Participation Warrants-Requisites Essential to Delivery. All holders of participation warrants severally and respectively agree, for themselves and their respective transferees and assigns, that prompt payment of the instalments called for by the participation warrants is an essential condition precedent to the delivery to them of the bonds and stock specified in the warrants and that any holder of such a participation warrant who shall fail to pay any instalment under such warrant within the period fixed by the reorganization managers for payment thereof, shall forfeit all rights in respect of prior instalments paid and otherwise under his participation warrant and all rights in respect of bonds or stock specified in such participation warrant, and all rights under this plan and agreement and such participation warrant forthwith shall become null and void and of no effect for any purpose. The reorganization managers may, however, in their discretion, from time to time, in general or particular instances and upon such general or special terms and conditions as they may see fit, enlarge or extend the time within which holders of such participation warrants may make such payments, or may waive any forfeiture in respect thereof.

Form 3554.

Notice to the Holders of Undeposited Bonds, Notes and Stocks. To the holders of undeposited bonds, notes and stock of the issues and classes above mentioned.

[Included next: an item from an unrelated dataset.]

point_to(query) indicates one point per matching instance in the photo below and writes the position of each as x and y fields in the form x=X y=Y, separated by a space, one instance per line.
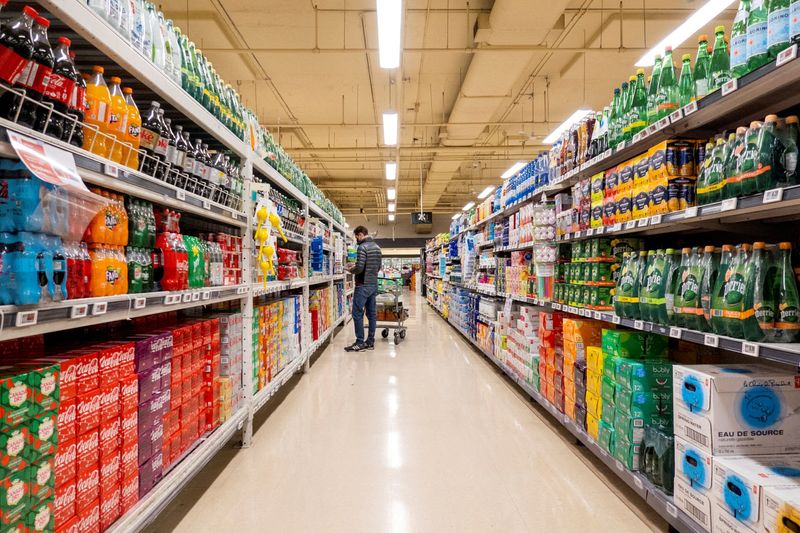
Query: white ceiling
x=325 y=103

Bonds and notes may be deposited under the reorganization plan and agreement in accordance with the requirements thereof without penalty prior to ———, 19—.

Stock may be deposited under the reorganization plan and agreement in accordance with the requirements thereof up to

the close of business on, 19, upon paying at the time of such deposit the $20.00 per share of preferred stock and the $25.00 per share of common stock required by said plan and agreement, and in addition interest on the amounts so required. to be paid at the rate of six per cent. per annum from 19-.

Stock will not be received on deposit under the plan after 19-.

Dated, New York,, 19-.

J. & W. Seligman & Co.,
Hallgarten & Co.,

Reorganization Managers.

Form 3555.

Notice to Holders of Certificates of Deposit of Option to Exchange for Bonds Issued in Reorganization Plan.

The undersigned have taken an active part to protect the interests of the First Mortgage Bondholders and a plan of reorganization has been published. This plan not only safeguards your bonds, but affords an option for exchange into bonds bearing a higher rate of interest which may prove attractive to bondholders.

Holders of the First Mortgage Four Per Cent. Bonds of 1990, have the choice open to them, either

(a) To retain, undisturbed, their present bonds paying four per cent. per annum, having 69 years to run:

(b) To deposit under the plan, which offers in exchange new Prior Lien Mortgage Bonds for the same principal amount, but with an aggregate interest rate of four and one-half per cent. per annum and having 40 years to run, secured by a new Prior Lien Mortgage which (except to the extent that the First Mortgage 4's and a few minor issues are not deposited under the plan) will be substantially a first mortgage on the entire system embraced in the reorganization (including substantially all of its lines of railroad, rolling stock, shops and terminals, all existing First Mortgage Bonds refunded and generally all property hereafter acquired).

In either event, the overdue coupon is to be paid in cash. Believing that the choice is essentially one for the individual bondholder, your committee having accomplished the purpose for which it was organized, has decided to dissolve.